Table 4 shows the detection results under real scenarios, among which the accuracy is 68.02% in medium foggy weather and 58.41% in heavy fog. By comparing the accuracy of each fog weather level in
Table 3, it can be seen that the detection recall in real scenes corresponds to the accuracy interval given under experimental conditions. The detection experiment in real scenes further verifies the influence of foggy weather on visual sensor and verifies the validity of the simulation experiment.
5. Conclusions
This study is based on the increasingly mature machine vision technology, the purpose of which is to analyze the influence of weather factors on its detection accuracy. Firstly, we discussed the characteristics of visual imaging in a foggy environment and its influence on object detection theoretically. Then we built Faster R-CNN as the basic network and training with KITTI data set. Based on a foggy day imaging model, we used PreScan software to generate 4 weather conditions: sunny (no fog), light fog, medium fog and heavy fog, and obtained detection results of them. Furthermore, we used real scenes under moderate fog and heavy fog conditions to verify that the results from simulation are reliable. The detection recall of the foggy environment is 91.55% in sunny, 85.21% in light fog, 72.54%~64.79% in moderate fog, and less than 57.75% in heavy fog. Considering the sufficient sample size and real environment, we used vehicles as detection objects. In future work, we will enrich the sample size of pedestrian and include it in the detection object.

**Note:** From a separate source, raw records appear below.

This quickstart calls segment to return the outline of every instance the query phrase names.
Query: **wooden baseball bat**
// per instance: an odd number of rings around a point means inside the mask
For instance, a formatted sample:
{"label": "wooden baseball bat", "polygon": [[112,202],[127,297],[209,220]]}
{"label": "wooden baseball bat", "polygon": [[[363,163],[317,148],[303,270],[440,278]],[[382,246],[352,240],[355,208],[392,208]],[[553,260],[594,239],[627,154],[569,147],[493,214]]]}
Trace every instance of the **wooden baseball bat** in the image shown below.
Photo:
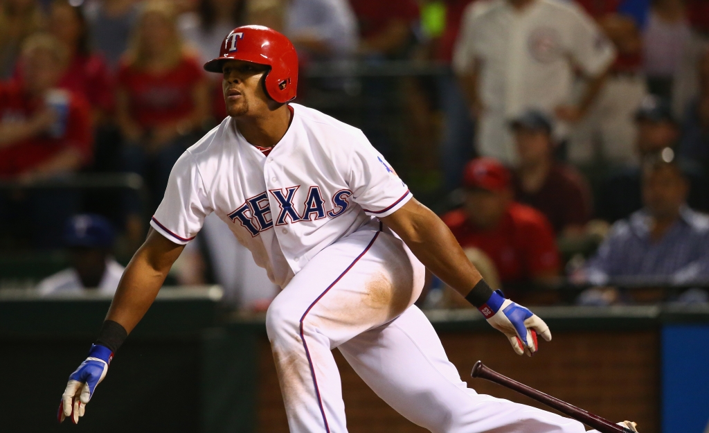
{"label": "wooden baseball bat", "polygon": [[520,383],[517,380],[513,380],[493,370],[491,370],[485,366],[482,361],[479,361],[475,363],[473,371],[470,373],[470,376],[474,378],[486,379],[498,385],[501,385],[506,388],[515,390],[520,394],[524,394],[527,397],[533,398],[538,402],[556,409],[562,413],[569,415],[576,421],[583,422],[588,427],[596,429],[601,432],[601,433],[635,433],[630,429],[618,425],[587,410],[584,410],[573,405],[569,405],[558,398],[552,397],[548,394],[545,394],[541,391],[537,391],[532,387]]}

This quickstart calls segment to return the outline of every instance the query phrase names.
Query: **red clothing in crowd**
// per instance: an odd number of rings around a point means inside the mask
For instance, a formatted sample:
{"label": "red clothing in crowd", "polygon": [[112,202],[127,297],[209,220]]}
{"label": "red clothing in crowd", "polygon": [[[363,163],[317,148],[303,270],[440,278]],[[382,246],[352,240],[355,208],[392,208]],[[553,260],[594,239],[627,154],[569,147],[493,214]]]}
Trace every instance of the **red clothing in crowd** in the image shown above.
{"label": "red clothing in crowd", "polygon": [[418,19],[415,0],[350,0],[359,23],[359,35],[364,39],[381,33],[394,19]]}
{"label": "red clothing in crowd", "polygon": [[91,107],[111,113],[116,104],[115,83],[104,57],[75,55],[59,87],[83,96]]}
{"label": "red clothing in crowd", "polygon": [[[15,78],[22,78],[22,63],[15,70]],[[116,104],[115,82],[103,56],[77,55],[69,65],[57,87],[81,95],[91,107],[111,113]]]}
{"label": "red clothing in crowd", "polygon": [[596,19],[603,18],[606,15],[615,13],[623,0],[576,0],[581,4],[588,15]]}
{"label": "red clothing in crowd", "polygon": [[573,168],[555,164],[539,191],[530,194],[522,189],[519,177],[513,178],[517,201],[544,214],[559,233],[569,225],[584,225],[591,218],[591,191]]}
{"label": "red clothing in crowd", "polygon": [[[0,83],[0,121],[26,121],[43,107],[43,102],[30,102],[18,82]],[[89,104],[69,92],[65,133],[48,133],[27,138],[0,149],[0,177],[12,177],[45,163],[68,148],[75,148],[88,162],[91,157],[92,133]]]}
{"label": "red clothing in crowd", "polygon": [[490,257],[502,283],[528,281],[558,271],[559,252],[549,221],[538,211],[513,203],[494,229],[481,230],[465,212],[448,212],[443,221],[463,248],[475,247]]}
{"label": "red clothing in crowd", "polygon": [[193,91],[203,77],[197,59],[184,56],[174,68],[160,74],[121,64],[118,83],[128,94],[133,118],[150,128],[189,116],[194,109]]}
{"label": "red clothing in crowd", "polygon": [[450,63],[453,60],[453,48],[460,32],[463,12],[475,0],[445,0],[445,30],[436,40],[433,57],[436,60]]}

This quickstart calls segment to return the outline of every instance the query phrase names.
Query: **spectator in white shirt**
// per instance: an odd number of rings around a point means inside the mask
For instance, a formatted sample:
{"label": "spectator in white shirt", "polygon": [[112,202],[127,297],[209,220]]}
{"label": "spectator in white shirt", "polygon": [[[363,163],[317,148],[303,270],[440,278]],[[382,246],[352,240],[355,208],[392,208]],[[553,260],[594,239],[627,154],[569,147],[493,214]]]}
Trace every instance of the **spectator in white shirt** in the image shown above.
{"label": "spectator in white shirt", "polygon": [[113,295],[123,267],[111,256],[113,229],[99,215],[76,215],[64,236],[71,267],[47,277],[37,286],[42,295],[99,292]]}
{"label": "spectator in white shirt", "polygon": [[[564,0],[491,0],[466,10],[453,55],[484,156],[517,162],[508,122],[534,108],[556,116],[554,136],[584,117],[603,86],[615,50],[579,6]],[[574,70],[588,82],[572,101]]]}

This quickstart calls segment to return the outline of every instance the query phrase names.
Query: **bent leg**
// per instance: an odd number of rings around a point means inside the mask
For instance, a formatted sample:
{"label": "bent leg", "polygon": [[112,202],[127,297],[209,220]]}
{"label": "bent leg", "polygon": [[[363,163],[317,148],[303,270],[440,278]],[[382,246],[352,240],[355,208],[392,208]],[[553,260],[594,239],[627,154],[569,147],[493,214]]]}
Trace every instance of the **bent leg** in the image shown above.
{"label": "bent leg", "polygon": [[467,388],[428,319],[415,306],[339,349],[377,395],[434,433],[585,431],[574,420]]}
{"label": "bent leg", "polygon": [[319,253],[276,297],[266,327],[291,432],[347,431],[331,351],[406,311],[423,274],[401,239],[359,231]]}

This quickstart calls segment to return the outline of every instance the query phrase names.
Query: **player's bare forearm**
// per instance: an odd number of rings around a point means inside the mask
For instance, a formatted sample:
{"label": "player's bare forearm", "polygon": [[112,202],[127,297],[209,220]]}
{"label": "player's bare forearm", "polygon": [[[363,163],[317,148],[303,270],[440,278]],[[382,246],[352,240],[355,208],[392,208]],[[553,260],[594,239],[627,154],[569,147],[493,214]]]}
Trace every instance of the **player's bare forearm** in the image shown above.
{"label": "player's bare forearm", "polygon": [[447,226],[415,199],[381,221],[426,268],[463,296],[482,278]]}
{"label": "player's bare forearm", "polygon": [[171,242],[151,229],[125,268],[106,319],[121,324],[130,334],[155,300],[184,248],[184,245]]}

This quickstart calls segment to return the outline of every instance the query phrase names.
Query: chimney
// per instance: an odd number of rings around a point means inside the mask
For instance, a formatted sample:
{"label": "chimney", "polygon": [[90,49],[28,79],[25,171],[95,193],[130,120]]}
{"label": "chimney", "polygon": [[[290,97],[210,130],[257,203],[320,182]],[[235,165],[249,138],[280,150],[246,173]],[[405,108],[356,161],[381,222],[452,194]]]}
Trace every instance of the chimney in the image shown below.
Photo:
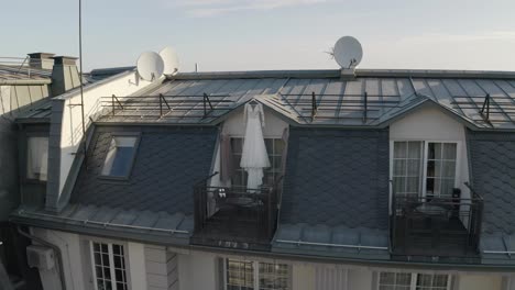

With the application of advanced sensors, many traditional traffic problems have been solved, but the challenges caused by adverse weather still cannot be avoided. In this paper, we combined the foggy environment with machine vision, and quantified the effect of fog on machine vision. Through this study, we can determine the impact of bad weather on the detection results of assisted driving, so that we can improve the safety of assisted driving through further research.
From the analysis of the grayscale characteristics of the foggy image, we can see that the color information of the foggy image changes a lot, which will also lead to the change of the feature information in the image, and the detection networks trained by sunny day environment images could not recognize these changes well. Therefore, in the next research work, we can add objects to foggy images to the training set so as to make the machine vision contain these foggy image features and improve detection accuracy.
Assisted driving decisions need to obtain information from sensors. Therefore, the detection accuracy of sensors can directly affect the confidence level of the information. In this paper, we give the detection recall under different fog levels, which can help to determine confidence in visual sensor information at different levels. Furthermore, other sensors will also be affected by bad weather, and this article can provide the experimental methods for the other issues under adverse weather. Also, the existing sensor information fusion algorithm has largely failed to consider the weather condition, so in the next step of research we will study the information fusion algorithm considering the effects of the weather.
Of course, the experiment in this paper has some shortcomings. There are some differences among various obstacle detection algorithms, but the overall difference is not obvious. The Faster R-CNN selected in this paper is roughly the same as other algorithms in terms of methods and principles, which were broadly representative, so this paper can fully reflect the problems we studied.